Work-related musculoskeletal disorders (WRMSDs) affect the lives of many New Zealanders. They contribute to high numbers of injuries in our workplaces.
Defining the nature of musculoskeletal health risk is essential. This will help to guide how, as the health and safety regulator, we might act to reduce harm to New Zealanders.
Here we present our definitions for musculoskeletal disorders (MSDs) and work-related musculoskeletal disorders (WRMSDs). We recommend these definitions for use by WorkSafe New Zealand and the work health and safety sector.

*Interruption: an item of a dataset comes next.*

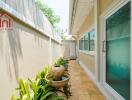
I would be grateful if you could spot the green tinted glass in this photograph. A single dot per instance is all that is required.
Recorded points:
(118, 51)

For more information on how we developed these definitions, see the research report: Work-related musculoskeletal disorders definitions review
Musculoskeletal disorders (MSDs) definition
MSDs are injuries and conditions affecting the muscles, ligaments, bones, tendons, blood vessels, and nerves. MSDs may also include inflammatory conditions (for example, rheumatoid arthritis, gout), degenerative conditions (for example, osteoarthritis), bone density conditions (for example, osteoporosis) and pain conditions (for example, fibromyalgia).
The term MSDs is appropriate to use when referring to general conditions of the musculoskeletal system.
Work-related musculoskeletal disorders (WRMSDs) definition
WRMSDs are injuries and conditions affecting the muscles, ligaments, bones, tendons, blood vessels, and nerves. WRMSDs occur when work demands lead or contribute to pain, discomfort, or injury.
The term WRMSDs should be used when referring to conditions of the musculoskeletal system that occur when work demands lead or contribute to them.
Multiple work factors usually cause the injury or condition. Risk factors often work in combination including physical and biomechanical, organisational, psychosocial, environmental, and individual factors. Both manual and sedentary work have risk factors that may lead to WRMSDs. Non-work factors may also contribute to injury risks (for example, mountain biking after work might add to forearm muscle loading from the workday).
Work risk factors that contribute to injury include:
- biomechanical and physical
- forces/loads (for example, weight of loads, forces to move objects, sudden force)
- task duration/repetition (for example, repetitive, sustained)
- workplace layout (for example, workstation design)
- vibration (for example, hand/arm or whole body vibration)
- awkward postures (for example, sit, stand, overhead reach, stoop, kneel, constrained)
- work organisation (for example, workplace/plant design, task/equipment, shifts, training/education)
- environment (for example, temperature, humidity, lighting, noise
- individual (for example, age, body size, previous injuries/fitness, fatigue/mental state)
- psychosocial (for example, job demands, workload, control and support, job satisfaction).
Most WRMSDs develop over time. They can also occur suddenly from a specific event or series of events. WRMSDs may be injuries from a work-related incident or accident.
WRMSDs vary in severity. They may start as mild aches and pains but can develop into a serious condition. Symptoms may include pain or discomfort, and loss of strength, sensation, dexterity, or function. They can be recurring and long lasting. In many cases, WRMSDs impact the ability to work and do other daily activities.
WRMSDs in New Zealand have been called sprains and strains, repetitive strain injury, occupational overuse syndrome or discomfort, pain, and injury among other things. For public use, other terms can be used.
WorkSafe preferred term. WRMSDs is preferred for use within the work health and safety regulatory and professional context.